We see the vast expanses of red prairie grass, "running" in the wind and the sunflowers following the bends of the country roads, perhaps where the Mormons scattered seeds as they travelled west to Salt Lake City. Based on her own childhood memories, Willa Cather has the successful lawyer Jim Burden recall his childhood, dominated by his friendship with the vivacious Antonia, daughter of a family of penniless Czech immigrants, forced by hardship and duty to give up any thought of education which would enable her to escape from a life of toil on the land. I feared the tale would be admirable but dull. In fact, it is brought to life by the varied cast of believable characters and the string of surprisingly entertaining anecdotes – the killing of a rattlesnake, dubious escapes from wild wolves, and so on.
The storyline is fragmented in structure and lacks a strong plot – yet it seems the author was deliberately experimenting with the structure. The long first "book" focused on prairie life is probably the best. The middle sections ramble through Jim's adolescence and college education. For a while we lose sight of Antonia altogether, but in the final part, the middle-aged Jim meets up with her – now a mature "matriarch" with a brood of children, still living on the land to which she has become too attached ever to think of leaving. The book questions the nature of success: despite his fine career, Jim is childless, and the people he met in his rural childhood have more "reality" for him than what he learns in his academic studies. A major point of the book seems to be that "the best days" of his life prove to be the earliest ones that he cannot recapture.
When describing his eleven-year-old self, Jim appears to be an unusually perceptive child, often slipping more into the voice of an educated mature woman – the author herself?! Although based on a real person, you may feel that Antonia is somewhat idealised as in part a creation of Jim's nostalgia.

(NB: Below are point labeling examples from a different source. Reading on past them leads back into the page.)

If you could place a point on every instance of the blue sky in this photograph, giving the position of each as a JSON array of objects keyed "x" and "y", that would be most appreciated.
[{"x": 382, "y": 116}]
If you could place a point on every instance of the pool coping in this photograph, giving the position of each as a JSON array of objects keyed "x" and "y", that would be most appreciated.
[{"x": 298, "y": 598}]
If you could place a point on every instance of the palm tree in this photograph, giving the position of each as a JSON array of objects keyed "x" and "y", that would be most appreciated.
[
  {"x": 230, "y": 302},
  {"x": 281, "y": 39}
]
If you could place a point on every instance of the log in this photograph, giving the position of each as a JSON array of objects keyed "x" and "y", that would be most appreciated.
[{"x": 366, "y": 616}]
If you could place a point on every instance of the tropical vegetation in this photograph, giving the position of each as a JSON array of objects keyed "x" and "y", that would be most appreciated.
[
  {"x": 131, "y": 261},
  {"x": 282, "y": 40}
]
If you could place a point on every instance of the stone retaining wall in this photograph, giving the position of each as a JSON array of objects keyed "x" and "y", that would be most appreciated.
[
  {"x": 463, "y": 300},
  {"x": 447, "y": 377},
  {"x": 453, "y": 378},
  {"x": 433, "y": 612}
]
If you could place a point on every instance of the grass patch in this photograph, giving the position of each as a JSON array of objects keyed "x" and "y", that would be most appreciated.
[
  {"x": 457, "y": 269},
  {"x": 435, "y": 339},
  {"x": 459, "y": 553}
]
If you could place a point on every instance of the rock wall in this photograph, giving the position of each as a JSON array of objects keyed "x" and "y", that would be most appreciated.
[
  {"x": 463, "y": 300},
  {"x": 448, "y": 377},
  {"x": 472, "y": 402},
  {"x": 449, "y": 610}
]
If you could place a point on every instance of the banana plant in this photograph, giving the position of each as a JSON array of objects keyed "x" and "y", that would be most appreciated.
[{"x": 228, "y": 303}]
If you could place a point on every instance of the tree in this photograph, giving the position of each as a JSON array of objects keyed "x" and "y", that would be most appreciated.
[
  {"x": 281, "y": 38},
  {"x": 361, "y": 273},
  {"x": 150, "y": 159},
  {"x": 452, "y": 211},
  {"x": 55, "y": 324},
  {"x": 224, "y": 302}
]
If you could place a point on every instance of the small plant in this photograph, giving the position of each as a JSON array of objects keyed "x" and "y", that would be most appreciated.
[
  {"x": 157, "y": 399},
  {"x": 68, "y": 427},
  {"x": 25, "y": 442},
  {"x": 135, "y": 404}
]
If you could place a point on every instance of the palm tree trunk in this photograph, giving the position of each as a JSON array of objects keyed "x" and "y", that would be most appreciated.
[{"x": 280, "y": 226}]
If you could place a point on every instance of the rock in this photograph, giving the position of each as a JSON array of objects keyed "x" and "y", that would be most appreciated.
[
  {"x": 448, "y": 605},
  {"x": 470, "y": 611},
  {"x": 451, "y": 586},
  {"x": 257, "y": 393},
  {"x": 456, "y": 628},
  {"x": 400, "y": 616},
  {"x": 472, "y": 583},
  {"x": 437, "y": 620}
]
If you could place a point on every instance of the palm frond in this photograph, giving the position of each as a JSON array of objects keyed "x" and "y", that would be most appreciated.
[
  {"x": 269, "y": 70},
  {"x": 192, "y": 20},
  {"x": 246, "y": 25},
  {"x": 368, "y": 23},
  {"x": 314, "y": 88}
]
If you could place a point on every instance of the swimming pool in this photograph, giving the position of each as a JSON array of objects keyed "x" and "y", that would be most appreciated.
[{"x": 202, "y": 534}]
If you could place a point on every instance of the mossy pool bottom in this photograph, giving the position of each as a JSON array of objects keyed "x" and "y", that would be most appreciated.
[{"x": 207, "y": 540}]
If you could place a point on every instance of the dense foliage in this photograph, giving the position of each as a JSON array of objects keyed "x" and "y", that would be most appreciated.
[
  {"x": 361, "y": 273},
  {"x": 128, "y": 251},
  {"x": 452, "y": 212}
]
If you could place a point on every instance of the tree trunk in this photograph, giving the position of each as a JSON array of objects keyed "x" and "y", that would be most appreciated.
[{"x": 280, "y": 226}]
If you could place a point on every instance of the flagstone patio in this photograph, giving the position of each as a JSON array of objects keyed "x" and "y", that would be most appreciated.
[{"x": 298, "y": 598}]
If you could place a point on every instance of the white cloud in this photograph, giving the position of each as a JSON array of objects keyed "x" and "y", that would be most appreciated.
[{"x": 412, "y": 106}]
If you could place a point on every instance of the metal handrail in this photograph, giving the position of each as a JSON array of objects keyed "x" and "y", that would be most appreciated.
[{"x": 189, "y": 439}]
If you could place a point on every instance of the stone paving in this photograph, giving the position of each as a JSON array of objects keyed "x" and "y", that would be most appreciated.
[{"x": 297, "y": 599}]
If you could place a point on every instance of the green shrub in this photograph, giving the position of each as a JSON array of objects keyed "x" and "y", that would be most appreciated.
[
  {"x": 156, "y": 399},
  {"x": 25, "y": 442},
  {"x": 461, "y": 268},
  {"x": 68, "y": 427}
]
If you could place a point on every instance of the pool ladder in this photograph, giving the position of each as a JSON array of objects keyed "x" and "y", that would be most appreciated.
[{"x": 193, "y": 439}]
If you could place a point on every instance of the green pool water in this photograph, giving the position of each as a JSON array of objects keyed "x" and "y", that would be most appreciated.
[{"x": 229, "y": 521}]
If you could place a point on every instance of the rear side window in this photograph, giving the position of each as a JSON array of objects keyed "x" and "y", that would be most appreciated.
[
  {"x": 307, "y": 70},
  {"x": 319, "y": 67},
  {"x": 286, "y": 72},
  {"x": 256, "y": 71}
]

I sensed a touch of unconscious racism in the description of the blind negro pianist. You could say the ending is a little romanticised, although there is the subtle indication that Antonia's husband is a malleable man who fathers her children and allows her to live out her rural dream.
Although it is slow-paced, and the plot is fairly slight, I would definitely recommend this novel. If your version has an introduction, save it until afterwards, so as not to prejudice your reading of this evocative tale.